My fingers clenched, leather gloves creaking. The Mantle of Woe trailing behind me, stirred by the night’s breeze, I watched as a pack of officers under Helike’s own banner rode to the fore of the host. Five of them, in weather-beaten armour, blades sheathed at their sides. Their conical, crested helms boasted red ceremonial feathers that jutted like a splash of blood, and beneath the rim of the steel cap two curved strips of steel demarcated their eyes. From those a shawl of mail descended to their chests, the lead officer among them unclasping hers to reveal a scarred mouth.

“Black Queen,” the Helikean said in accented Lower Miezan, “I-”

“Kneel,” I softly interrupted.

In the silence the followed the word rang like a thunderclap. There was a pause, the breeze raking its unseen fingers on the carpet of snow between us. The officers assembled behind her mouthpiece bridled at the order. Their leader raised a hand.

“We serve the Tyrant of Helike,” the woman replied. “And bend before none other.”

My staff rose, and with a thunderous snap I brought it down against the wintry ground. The order I had not spoken sounded across the Night like rippling decree, and under the crescent moon’s smile the veil we had approached under was ripped away. The banner-sigils jutted out like the masts of a ship in the utterly still sea of Firstborn, fluttering in low murmurs. Red and black and blue, crisscrossed by strokes of silver and gold. Among them two stood higher than all the rest. Ochre inlaid with gold, a rainflower in bloom. Rumena. Purple cut by silver, a tree bearing twin circles unfinished. Losara. Twenty thousand drow stood like statues around Helike’s riders, grey skin touched with the colours of their sigils. Fear ripped through the steel-clad killers sworn to the Tyrant, like a sudden and brutal shiver.

“Kneel,” I softly said, “or Gods be my witness, I’ll kill you all.”

Shapes slid across my face, two crows far above gliding far above passing between the moon’s cast and my silhouette. Casting razor-sharp shadows as the Sisters smiled against my neck, Andronike humming in approval. She had not forgot the nightmare made of Rochelant, and held no love for those what would serve its maniacal architect. I found their leader’s pale eyes, circled by steel, and saw fear spread through them like ink in water. The words that followed were hurried out, and beneath my notice, even as the soldiers began to dismount.
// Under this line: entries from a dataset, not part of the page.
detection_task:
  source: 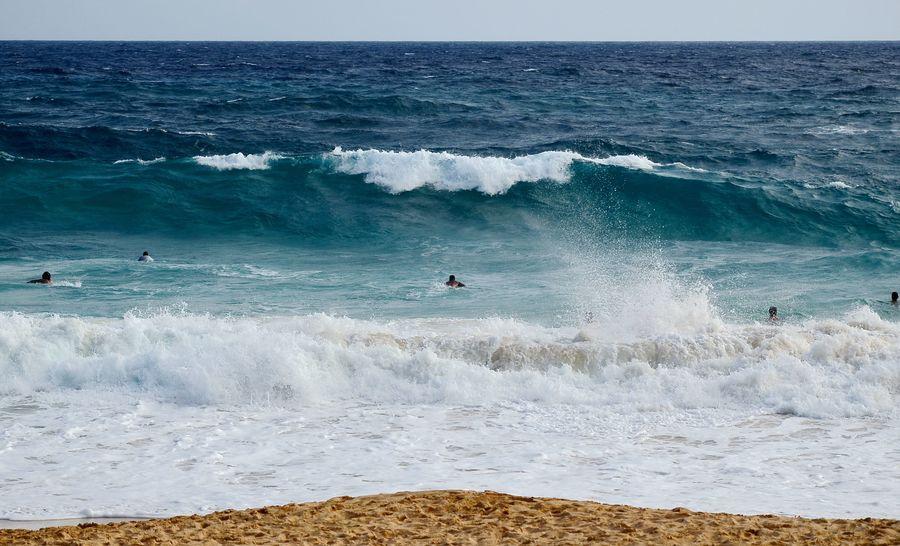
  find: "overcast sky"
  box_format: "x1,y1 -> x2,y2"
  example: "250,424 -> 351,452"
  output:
0,0 -> 900,41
Under crescent moon four thousand kataphractoi knelt in the snow.

“You will stay knelt,” I said. “Until I tell you to rise.”

Zombie heeded my will and turned around, leaving at an unhurried trot. I left them with their knees to the ground, and went to bring my Fourth Army back into the fold.
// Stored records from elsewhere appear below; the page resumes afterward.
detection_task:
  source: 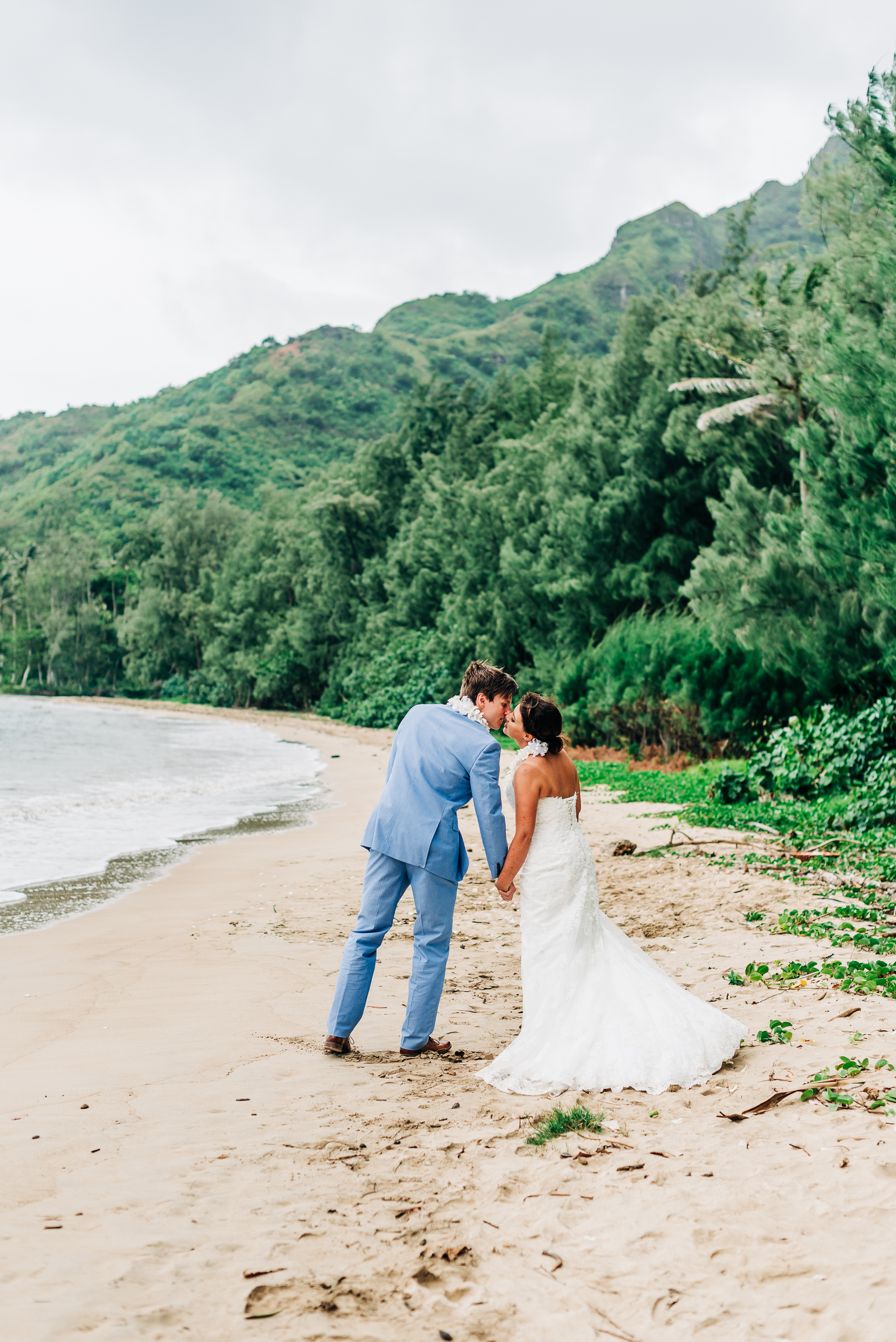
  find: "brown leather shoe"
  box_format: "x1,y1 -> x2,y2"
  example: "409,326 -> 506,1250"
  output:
398,1035 -> 451,1057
The cheers began sounding from the palisade when I came within ninety yards. Behind the wooden fortifications the Fourth Army’s camp had lit up with fire and fervour both, like an anthill boiling over. Torches lit up, and the wall facing me was pulled open. Within seventy yards I could make out the twin rows of soldiers assembling to make an avenue of steel leading deeper into the Fourth’s camp. When I reached sixty yards, a winged shape descended from the sky and landed before me in a geyser of snow. And… wood? What was a post doing – Zombie the Third, bright blue eyes shining with glee, whinnied loudly and trotted up to my side. My lips quirked and I ran my gloved hand down her mane.
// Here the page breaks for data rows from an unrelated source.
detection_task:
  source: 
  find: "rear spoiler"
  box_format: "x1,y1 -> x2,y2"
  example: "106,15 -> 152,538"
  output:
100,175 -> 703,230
“Hello, girl,” I murmured. “Missed me, did you?”

The winged horse I had… acquired from the Summer Court through technically blasphemous means sauntered around my current mount, turning around the back and coming close to affectionately brush against my good leg.

“You are a good girl,” I praised, patting her neck. “Unless you’ve been eating corpses again, we had a talk about that.”

Zombie the Third neighed, I thought, perhaps a little guiltily. Godsdamnit, I’d told Hakram just because it was occasionally appropriate behaviour for orcs didn’t meant he could let my horse do it. The look she cast at Zombie the Fourth – who was a pure necromantic construct, and so about as sentient as his saddle – was less than friendly, too. I cocked an eyebrow.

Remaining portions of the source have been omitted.